While this project was initially conceived to better understand dissolution in turbulent flow, the tools being developed are particu­larly well-suited to examine a variety of other questions related to cave morphology on the micro- and meso-scales. There has been significant recent discussion about the interpretation of features that are diagnostic of hypogenic or transverse speleogenesis, such as the morphological suite of rising flow defined by Klimchouk (2007). Other authors have suggested that such forms can be found in a variety of settings where confined flow is not present (Mylroie and Mylroie, 2009; Palmer, 2011). We propose that simulation of such forms using a CFD speleogenesis code will allow a more complete understanding of the connections between process and form, because in such simulations the processes occurring are well-known, well-defined, and also can be adjusted within controlled numeri­cal experiments, where relevant parameters and boundary conditions are systematically varied.

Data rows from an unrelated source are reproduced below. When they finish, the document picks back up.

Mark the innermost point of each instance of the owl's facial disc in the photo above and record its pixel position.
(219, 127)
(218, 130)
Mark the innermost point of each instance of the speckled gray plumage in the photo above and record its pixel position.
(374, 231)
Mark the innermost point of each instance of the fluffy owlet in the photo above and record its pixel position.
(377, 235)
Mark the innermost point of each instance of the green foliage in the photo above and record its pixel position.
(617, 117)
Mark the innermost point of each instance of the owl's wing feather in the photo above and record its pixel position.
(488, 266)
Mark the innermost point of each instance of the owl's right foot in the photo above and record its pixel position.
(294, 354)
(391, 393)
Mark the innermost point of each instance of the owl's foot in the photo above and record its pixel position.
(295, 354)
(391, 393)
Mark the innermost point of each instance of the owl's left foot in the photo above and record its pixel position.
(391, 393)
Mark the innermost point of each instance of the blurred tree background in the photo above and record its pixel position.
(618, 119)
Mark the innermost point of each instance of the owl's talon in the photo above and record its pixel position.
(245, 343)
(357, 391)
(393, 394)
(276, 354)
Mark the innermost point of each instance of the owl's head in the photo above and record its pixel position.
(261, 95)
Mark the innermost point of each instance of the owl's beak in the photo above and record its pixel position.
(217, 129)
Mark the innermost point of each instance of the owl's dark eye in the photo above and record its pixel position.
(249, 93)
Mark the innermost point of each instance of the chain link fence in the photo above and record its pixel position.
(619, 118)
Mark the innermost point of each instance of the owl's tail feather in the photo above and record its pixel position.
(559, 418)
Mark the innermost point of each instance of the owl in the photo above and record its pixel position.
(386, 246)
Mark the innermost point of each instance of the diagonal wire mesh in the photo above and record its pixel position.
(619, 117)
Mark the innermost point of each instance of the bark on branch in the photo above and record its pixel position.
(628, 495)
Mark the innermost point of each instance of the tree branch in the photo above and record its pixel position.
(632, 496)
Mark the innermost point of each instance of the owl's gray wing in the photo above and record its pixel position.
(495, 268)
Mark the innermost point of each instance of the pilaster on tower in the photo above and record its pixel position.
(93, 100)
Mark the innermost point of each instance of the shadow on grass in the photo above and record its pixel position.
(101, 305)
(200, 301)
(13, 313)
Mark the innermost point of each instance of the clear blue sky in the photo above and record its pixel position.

The CFD framework we are developing is based on the Lattice Boltzman method (Chen and Doolen, 1998), which is a popular tech­nique for modeling the mechanics of complex fluids, including fluid mixtures, reactive transport, porous media flow, and complex and evolving domain geometries. With this framework it is straightforward to simulate many of the processes occurring in hypogene settings, including complex fluid flows, dissolution, solute and heat transport, and buoyancy-driven flow. Furthermore, this modeling framework allows these processes to be coupled so that their interactions and feedbacks can be explored. With the suite of capabili­ties provided by this framework, we can begin to numerically simulate the processes occurring in hypogene speleogenesis, including the driving mechanisms and the role of buoyancy-driven flow and its relationship with the morphological suite of rising flow. In the spirit of a workshop, this work is presented as in-progress, in the hopes that it will stimulate discussion on potential applications of the model being developed.